七時半起出るに何故か頭痛を覺ゆ。炎暑秋に入つて更に甚し。攝氏三十七度を超ゆ。乘合自働車に乘りて町役塲に赴き用事を辨ず。步みて家にかへる途次、消防署北にて乘用車と自轉車の衝突事故を目擊す。午睡わづかに苦熱を忘る。チネチッタ失火。
炎暑燬くが如し。聯載原稾を起す。先週來筆を斷ちしまゝ今日に至りしが、無聊のあまり、ふと書初めしに意外にも興味動きて、どうやら稾をつゞけ得るやうなり。創作の興ほど不可思議なるはなし。春以來幾たびとなく筆秉らむとして乘り得ざりしに、今や筆頻に進む。喜びに堪へず。木陰を選び步みて病院に徃きカウンセリングを受く。夕陽燦然たり。夕餉に黍魚子の酢漬けを食す。

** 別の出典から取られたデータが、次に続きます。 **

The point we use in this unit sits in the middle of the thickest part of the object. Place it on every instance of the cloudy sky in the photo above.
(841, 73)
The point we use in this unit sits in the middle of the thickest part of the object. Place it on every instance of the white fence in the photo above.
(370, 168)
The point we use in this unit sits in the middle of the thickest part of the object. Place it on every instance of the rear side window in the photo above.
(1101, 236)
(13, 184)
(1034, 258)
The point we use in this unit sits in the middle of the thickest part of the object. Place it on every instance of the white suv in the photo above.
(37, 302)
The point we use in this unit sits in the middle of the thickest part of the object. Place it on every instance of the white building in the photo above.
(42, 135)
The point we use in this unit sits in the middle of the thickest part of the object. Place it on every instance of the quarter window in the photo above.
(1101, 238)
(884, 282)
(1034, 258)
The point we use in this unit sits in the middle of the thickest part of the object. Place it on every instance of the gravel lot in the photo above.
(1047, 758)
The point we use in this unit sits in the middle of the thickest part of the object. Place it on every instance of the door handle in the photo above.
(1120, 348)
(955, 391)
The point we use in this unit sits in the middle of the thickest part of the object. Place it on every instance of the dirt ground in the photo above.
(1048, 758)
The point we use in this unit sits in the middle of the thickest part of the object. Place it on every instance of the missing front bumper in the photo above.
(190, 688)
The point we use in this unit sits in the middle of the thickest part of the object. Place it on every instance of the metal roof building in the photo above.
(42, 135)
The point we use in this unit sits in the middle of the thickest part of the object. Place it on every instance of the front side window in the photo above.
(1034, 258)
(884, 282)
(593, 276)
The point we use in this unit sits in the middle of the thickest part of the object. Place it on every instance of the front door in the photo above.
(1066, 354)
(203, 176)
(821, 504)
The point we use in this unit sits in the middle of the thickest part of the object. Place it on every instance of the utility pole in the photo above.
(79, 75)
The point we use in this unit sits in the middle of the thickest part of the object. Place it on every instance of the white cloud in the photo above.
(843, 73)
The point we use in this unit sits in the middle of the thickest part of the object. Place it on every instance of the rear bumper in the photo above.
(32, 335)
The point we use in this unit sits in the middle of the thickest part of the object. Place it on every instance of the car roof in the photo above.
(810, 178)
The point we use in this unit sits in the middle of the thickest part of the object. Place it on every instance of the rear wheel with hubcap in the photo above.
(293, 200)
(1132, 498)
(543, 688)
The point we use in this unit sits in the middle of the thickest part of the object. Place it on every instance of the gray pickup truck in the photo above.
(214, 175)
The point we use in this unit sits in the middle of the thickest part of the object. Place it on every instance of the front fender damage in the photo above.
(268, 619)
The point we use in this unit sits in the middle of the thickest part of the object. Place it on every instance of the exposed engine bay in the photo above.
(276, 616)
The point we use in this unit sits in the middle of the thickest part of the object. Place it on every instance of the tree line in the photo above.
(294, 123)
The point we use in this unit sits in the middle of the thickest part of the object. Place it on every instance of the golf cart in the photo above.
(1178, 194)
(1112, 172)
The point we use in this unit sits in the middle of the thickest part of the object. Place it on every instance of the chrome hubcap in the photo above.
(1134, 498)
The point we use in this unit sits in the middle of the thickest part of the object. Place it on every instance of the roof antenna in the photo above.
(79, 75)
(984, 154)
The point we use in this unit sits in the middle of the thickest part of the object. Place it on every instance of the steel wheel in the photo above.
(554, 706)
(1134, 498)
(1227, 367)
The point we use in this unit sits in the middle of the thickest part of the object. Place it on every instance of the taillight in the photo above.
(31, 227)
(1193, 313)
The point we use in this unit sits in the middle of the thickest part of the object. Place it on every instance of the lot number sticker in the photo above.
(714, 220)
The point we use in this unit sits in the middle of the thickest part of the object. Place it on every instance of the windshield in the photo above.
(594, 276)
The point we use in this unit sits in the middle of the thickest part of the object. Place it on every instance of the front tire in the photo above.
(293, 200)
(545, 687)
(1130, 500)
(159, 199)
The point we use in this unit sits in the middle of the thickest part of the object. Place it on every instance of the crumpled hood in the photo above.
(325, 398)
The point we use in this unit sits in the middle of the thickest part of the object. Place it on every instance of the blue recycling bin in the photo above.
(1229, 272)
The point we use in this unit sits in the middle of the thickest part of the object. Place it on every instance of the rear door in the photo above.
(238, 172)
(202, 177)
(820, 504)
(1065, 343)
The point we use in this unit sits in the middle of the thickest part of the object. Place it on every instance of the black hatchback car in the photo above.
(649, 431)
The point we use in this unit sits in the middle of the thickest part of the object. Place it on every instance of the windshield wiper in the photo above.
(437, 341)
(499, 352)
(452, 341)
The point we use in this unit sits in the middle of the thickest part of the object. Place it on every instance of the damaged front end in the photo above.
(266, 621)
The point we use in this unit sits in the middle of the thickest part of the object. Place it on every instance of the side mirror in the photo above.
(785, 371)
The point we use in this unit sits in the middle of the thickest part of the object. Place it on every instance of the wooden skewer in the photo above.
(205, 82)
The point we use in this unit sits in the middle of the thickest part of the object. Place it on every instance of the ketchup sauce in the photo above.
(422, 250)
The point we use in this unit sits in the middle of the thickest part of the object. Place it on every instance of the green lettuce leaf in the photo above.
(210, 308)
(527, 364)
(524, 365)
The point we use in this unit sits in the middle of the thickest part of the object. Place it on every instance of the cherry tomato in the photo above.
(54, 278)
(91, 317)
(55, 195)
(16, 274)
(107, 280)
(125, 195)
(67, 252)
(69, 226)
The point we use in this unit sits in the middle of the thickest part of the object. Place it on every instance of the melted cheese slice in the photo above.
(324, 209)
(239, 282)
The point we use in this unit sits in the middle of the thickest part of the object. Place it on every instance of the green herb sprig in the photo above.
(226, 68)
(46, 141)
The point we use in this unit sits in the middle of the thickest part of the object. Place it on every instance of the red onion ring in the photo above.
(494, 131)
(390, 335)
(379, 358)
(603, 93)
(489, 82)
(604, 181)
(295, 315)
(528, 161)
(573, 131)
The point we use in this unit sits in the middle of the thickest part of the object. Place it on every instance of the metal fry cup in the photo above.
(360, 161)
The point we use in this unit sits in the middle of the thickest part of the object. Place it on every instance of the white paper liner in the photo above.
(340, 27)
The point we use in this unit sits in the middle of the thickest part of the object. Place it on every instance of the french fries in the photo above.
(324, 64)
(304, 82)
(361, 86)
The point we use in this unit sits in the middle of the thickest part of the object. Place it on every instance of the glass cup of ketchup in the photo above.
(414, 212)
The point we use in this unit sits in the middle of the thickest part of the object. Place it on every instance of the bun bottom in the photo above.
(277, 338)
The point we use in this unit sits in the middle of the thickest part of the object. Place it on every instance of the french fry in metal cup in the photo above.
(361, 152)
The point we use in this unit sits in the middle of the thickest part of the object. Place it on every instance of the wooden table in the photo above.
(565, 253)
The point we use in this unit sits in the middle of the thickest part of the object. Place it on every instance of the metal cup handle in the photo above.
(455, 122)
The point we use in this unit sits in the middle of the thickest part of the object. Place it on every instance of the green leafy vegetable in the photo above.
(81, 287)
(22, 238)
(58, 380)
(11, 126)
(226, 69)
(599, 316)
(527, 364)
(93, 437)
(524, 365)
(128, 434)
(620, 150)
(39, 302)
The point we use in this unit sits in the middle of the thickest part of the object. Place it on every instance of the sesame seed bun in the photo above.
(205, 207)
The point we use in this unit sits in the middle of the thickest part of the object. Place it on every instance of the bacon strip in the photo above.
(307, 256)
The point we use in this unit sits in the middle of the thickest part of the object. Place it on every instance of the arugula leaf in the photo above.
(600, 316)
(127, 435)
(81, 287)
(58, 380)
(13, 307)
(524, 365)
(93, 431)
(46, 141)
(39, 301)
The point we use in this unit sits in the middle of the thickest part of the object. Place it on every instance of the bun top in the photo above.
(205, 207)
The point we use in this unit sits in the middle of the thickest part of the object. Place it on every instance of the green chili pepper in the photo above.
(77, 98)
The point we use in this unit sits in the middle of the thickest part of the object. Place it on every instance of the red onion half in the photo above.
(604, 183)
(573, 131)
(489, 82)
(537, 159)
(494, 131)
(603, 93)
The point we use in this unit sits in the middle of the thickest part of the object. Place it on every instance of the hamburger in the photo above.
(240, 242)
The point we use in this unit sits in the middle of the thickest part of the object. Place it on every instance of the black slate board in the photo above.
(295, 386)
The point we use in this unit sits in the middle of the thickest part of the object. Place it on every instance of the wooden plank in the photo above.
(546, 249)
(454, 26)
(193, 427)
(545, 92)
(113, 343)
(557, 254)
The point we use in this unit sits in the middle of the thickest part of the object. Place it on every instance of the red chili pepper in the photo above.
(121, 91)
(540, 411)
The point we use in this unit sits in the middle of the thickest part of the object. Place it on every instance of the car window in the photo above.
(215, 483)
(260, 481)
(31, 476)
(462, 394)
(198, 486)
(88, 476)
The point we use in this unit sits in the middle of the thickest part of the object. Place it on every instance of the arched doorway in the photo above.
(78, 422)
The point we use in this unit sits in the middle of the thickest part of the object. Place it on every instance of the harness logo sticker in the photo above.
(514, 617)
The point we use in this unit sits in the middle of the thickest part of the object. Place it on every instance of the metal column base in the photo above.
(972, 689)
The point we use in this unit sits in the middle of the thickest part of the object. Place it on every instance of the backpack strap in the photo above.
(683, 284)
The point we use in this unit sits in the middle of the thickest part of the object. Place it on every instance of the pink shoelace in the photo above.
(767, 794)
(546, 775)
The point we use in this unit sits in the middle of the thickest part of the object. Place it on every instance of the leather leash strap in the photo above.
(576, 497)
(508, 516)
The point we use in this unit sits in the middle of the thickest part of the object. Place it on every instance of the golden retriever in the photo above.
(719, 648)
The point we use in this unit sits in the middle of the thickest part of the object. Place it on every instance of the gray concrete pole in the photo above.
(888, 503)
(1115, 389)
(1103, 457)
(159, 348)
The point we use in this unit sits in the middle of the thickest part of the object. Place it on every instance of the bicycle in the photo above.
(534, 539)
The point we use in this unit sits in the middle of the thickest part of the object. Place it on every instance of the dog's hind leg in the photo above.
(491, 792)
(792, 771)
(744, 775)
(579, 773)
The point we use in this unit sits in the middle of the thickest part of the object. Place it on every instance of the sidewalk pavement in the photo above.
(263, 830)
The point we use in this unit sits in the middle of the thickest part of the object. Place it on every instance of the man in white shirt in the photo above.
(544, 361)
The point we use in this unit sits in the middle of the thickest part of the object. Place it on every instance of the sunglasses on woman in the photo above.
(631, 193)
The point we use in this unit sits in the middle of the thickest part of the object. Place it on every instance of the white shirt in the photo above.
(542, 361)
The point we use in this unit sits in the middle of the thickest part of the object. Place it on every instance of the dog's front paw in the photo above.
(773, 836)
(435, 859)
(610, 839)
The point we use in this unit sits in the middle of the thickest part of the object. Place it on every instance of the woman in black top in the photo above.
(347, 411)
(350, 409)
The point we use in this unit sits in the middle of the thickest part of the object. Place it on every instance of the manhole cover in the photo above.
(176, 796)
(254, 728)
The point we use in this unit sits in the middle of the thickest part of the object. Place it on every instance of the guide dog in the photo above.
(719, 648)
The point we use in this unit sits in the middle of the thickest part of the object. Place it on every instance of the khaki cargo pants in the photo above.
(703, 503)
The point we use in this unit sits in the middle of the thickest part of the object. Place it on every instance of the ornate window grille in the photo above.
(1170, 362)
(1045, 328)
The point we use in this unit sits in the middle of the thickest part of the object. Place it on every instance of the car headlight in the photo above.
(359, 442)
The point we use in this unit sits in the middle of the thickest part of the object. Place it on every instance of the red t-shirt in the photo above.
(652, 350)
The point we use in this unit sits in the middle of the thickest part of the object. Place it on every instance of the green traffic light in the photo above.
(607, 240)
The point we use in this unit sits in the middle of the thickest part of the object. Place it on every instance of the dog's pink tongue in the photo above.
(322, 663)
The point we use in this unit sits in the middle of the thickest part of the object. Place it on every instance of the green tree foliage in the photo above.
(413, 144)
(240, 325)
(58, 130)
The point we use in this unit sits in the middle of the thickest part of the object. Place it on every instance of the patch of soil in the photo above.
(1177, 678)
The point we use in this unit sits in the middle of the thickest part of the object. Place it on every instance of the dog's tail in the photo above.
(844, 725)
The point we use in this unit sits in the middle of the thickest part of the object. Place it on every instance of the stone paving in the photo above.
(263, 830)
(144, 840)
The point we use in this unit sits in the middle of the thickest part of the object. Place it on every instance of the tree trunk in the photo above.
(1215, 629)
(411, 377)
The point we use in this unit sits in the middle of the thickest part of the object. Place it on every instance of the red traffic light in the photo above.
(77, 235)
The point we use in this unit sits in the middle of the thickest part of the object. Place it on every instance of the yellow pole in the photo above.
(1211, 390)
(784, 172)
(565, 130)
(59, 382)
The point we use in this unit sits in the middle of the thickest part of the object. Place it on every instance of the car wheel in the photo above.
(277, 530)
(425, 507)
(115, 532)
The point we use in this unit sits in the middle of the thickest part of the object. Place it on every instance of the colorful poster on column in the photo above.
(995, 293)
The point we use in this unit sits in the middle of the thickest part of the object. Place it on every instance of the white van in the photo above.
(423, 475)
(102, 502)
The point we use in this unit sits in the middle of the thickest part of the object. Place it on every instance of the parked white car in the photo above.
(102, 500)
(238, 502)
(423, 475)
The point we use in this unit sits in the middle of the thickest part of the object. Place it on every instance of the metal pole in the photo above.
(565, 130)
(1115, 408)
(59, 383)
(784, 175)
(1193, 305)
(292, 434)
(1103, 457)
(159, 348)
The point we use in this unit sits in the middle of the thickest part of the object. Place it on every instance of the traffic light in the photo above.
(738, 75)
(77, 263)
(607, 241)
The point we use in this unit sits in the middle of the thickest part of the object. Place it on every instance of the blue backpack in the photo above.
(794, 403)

曇りて後に晴る。アルファロフトのK氏白きベンツに乘りてゴルフのスペアキーを取りに來訪せらる。久振りに夕食をつくる。獻立は豚肉の香草燒き赤黃ピーマン添へ、キャベツと長葱の味噌汁なり。この日立秋。
曇天。昨日に比して暑氣稍忍びやすし。筆執るも感興來らず。父上母上と輕自働車の型錄を比較檢討す。
陰晴定まらず。苦熱昨の如し。アルファロフトに徃き、五年半乘りたるゴルフを廢車にす。龜の井を步みて一社驛に出で地下鐵道にて家にかへる。NHK-FMミュージック・プラザ第二部つのだ☆ひろに阿久悠特輯を聽く。
モンキー・ダンス | ザ・スパイダース |
狙いうち | 山本リンダ |
個人授業 | フィンガー5 |
ペッパー警部 | ピンク・レディー |
ひまわり娘 | 伊藤咲子 |
二重唱(デュエット) | 岩崎ひろみ |
ざんげの値打ちもない | 北原ミレイ |
サムライ | 沢田硏二 |
ブルースカイ ブルー | 西城秀樹 |
騎士道 | 田原俊彦 |
宇宙戰艦ヤマト | 佐々木功とロイヤル・ナイツ |
ピンポンパン體操 | 杉竝兒童合唱團と金森勢 |
瀨戶内行進曲 | クリスタルキング |
港町シャンソン | ザ・キャラクターズ |
古城の月 | 小林旭 |
さらば淚と言おう | 森田健作 |
今夏初めて西瓜を食す。
晴れて風なし。炎蒸忍ぶべからず。午前執筆。ベランダに籠を出すにアサリ嬉々として水浴びす。午睡薄暮に及ぶ。
曇りて風絕え溽暑甚し。飜譯半日。苦心慘憺す。燈刻雷雨。
曇りて風强し。Nバスに乘りて病院に徃き肺のCTスキャンを撮る。異常なし。午下步いて家にかへる。午後執筆。晡時NHK-FMミュージック・プラザ第二部に阿久悠特輯を聽く。司會者太田裕美に追悼の心微塵もなし。それにしても午後四時の番組、ポップスの看板は外すに至らざれど、質の低下殆聽くに堪へず。今はたゞ往年の輕音樂をあなたにを懷かしむのみ。母上札幌より歸宅せらる。
曇天。朝ベランダに鸚哥の籠を出し鉢植ゑに水遣るに驟雨來る。急ぎて籠を居間に入れる。シジミこの頃太り出しアサリより大きくなれり。執筆終日。車の修繕を豫約す。颱風また接近中。空模樣穩ならず。晚間I君より電話あり。二十五日退院決定。大阪Aさんと七年ぶりに話す。話し好きなこと變りなし。
晴。車のエンジンをかけむとするに充電池切れてかゝらず。ゼミ卒業生Mさんより電子郵件あり。無事女兒出產。疲勞して仰臥半日。阿久悠歿。行年七十。